深度表示学习在时序、图像与视频数据上的应用初探(Primary Applications of Deep Representation Learning in Time Series, Image and Video Data)
Shiqi Liu
The advent of the era of big data has brought about a drastic change in the basic model of machine learning. The traditional method of artificial feature extraction has been unable to meet the actual needs of diversified, complicated, and quantified application goals. Deep learning has gradually become the mainstream of applications due to its end-to-end data-driven adaptive feature extraction, which has attracted widespread attention in academia and industry. Based on the current research status, this article introduces representative deep learning methods for typical data types such as time series, images, and videos. Based on a deep understanding of the characteristics of the corresponding deep learning methods, it is applied to application problems such as hydrological time series processing, image factor learning, and emotional prediction of EEG data. The paper includes the following research contents.
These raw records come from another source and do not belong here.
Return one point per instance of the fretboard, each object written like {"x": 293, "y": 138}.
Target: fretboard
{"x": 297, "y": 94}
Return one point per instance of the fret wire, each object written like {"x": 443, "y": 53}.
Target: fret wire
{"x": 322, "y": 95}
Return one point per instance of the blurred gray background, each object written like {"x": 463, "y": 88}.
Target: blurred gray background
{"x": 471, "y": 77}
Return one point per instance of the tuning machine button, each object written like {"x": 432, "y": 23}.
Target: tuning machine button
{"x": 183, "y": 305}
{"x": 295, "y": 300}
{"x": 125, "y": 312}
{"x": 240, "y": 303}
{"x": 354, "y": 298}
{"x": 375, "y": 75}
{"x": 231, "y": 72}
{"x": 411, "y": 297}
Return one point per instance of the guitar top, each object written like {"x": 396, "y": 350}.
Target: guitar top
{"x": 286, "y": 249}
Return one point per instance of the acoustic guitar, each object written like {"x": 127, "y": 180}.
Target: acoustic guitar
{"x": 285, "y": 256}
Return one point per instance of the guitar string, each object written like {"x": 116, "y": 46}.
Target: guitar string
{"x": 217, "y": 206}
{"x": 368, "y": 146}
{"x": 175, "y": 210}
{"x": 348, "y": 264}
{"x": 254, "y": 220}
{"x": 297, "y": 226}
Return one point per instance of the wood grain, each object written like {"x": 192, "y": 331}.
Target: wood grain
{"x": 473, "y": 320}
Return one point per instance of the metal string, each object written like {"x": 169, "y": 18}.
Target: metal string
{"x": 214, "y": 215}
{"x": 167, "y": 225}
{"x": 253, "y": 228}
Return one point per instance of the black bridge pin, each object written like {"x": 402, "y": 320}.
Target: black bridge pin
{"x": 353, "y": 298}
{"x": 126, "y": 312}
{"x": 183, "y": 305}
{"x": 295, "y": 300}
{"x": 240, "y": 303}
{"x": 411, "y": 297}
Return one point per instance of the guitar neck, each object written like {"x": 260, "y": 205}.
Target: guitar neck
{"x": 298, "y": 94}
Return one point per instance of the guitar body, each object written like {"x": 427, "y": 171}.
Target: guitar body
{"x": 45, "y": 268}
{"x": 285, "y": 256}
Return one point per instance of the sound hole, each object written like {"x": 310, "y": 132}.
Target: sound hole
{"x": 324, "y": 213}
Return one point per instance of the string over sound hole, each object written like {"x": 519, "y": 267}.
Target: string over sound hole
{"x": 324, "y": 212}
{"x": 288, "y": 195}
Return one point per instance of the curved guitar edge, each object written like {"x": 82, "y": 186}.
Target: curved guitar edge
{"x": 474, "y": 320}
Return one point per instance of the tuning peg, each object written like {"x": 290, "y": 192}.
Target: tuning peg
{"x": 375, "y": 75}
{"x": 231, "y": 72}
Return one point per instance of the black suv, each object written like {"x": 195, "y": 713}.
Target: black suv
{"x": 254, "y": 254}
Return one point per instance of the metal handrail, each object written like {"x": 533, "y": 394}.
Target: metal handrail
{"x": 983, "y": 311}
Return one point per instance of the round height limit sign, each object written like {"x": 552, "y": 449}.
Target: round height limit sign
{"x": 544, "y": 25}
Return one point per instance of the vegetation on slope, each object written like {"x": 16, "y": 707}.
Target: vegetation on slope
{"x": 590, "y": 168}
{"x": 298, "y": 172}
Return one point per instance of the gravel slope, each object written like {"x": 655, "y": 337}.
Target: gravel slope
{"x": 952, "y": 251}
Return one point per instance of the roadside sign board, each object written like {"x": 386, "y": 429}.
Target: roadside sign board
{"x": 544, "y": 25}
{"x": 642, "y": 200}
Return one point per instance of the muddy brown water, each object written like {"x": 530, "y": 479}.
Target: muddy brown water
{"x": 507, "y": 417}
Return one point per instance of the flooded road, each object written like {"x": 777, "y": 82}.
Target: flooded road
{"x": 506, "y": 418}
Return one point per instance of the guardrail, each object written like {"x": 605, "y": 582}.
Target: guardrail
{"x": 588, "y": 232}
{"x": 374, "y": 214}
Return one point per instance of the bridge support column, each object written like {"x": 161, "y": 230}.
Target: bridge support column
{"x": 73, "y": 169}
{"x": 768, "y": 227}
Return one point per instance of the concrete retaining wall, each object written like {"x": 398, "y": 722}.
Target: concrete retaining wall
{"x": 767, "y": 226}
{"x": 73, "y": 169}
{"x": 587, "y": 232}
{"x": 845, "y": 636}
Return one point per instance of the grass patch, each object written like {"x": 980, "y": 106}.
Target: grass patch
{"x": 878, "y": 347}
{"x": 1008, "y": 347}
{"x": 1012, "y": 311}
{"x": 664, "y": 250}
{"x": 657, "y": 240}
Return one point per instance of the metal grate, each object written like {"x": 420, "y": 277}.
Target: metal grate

First of all, we use the deep long short-term memory network (LSTM) to predict the daily runoff data of hydrological stations. Using the long short-term memory characteristics of LSTM, the deep LSTM achieves good results in Yichang Hydrological Station. We further compare the relative systematic error, relative standard deviation and relative error range of prediction results of LSTM and backpropagation neural network(BPNN) in flood season of Yi Chang, and the comparison results verify the superiority of the deep LSTM method over BPNN in predicting daily runoff in flood season. In order to verify the effectiveness of the proposed method, we compared the results of LSTM models and deep LSTM models on the data obtained from Cuntan, Wanxian, Fengjie and Yichang hydrological stations. The results show that both moels are suitable for daily runoff data, and deep LSTM models achieve better prediction results.
The second part is about one of the main models of deep representation learning, the variational autoencoder (VAE). We focus on supervising the factors extracted by VAE. VAE is used to learn the independent low-dimensional representation of images, but it faces the problem that some pre-specified factors are ignored. We assert that the mutual information of the input and each learned factor of the representation plays a necessary indicator to discover the influential factors. At the same time, we delve into the objective function of VAE, which shows that it tends to induce the sparsity of mutual information of factors when it exceeds the essential dimension of the data, resulting in some non-influential factors which can be ignored and which have negligible data reconstruction capabilities. We show that mutual information can affect the lower bound of VAE reconstruction errors and down-stream classification tasks. We propose an algorithm to calculate the mutual information indicator of VAE and prove its consistency. Experimental results on the MNIST, CelebA, and DEAP datasets show that mutual information helps determine influential generating factors. Besides some generation factors are interpretable, which can help down-stream generation and classification tasks. At last, we focus on deep representation learning applied to EEG video data emotion recognition. By characterizing the VAE and LSTM-based EEG emotion representation learning architecture, the method reaches the latest level. At the same time, the model can also monitor the learned feature shapes.
Summarizing the contents of the above three parts, the deep representation learning achieves good performance in time series, image, and video data and can reach the international frontier in some known application fields, such as hydrological prediction, image factor learning, and EEG emotion recognition. Therefore, this paper has significant research and application inspiration for the methodological expansion of these application fields and the methodological level of deep learning itself.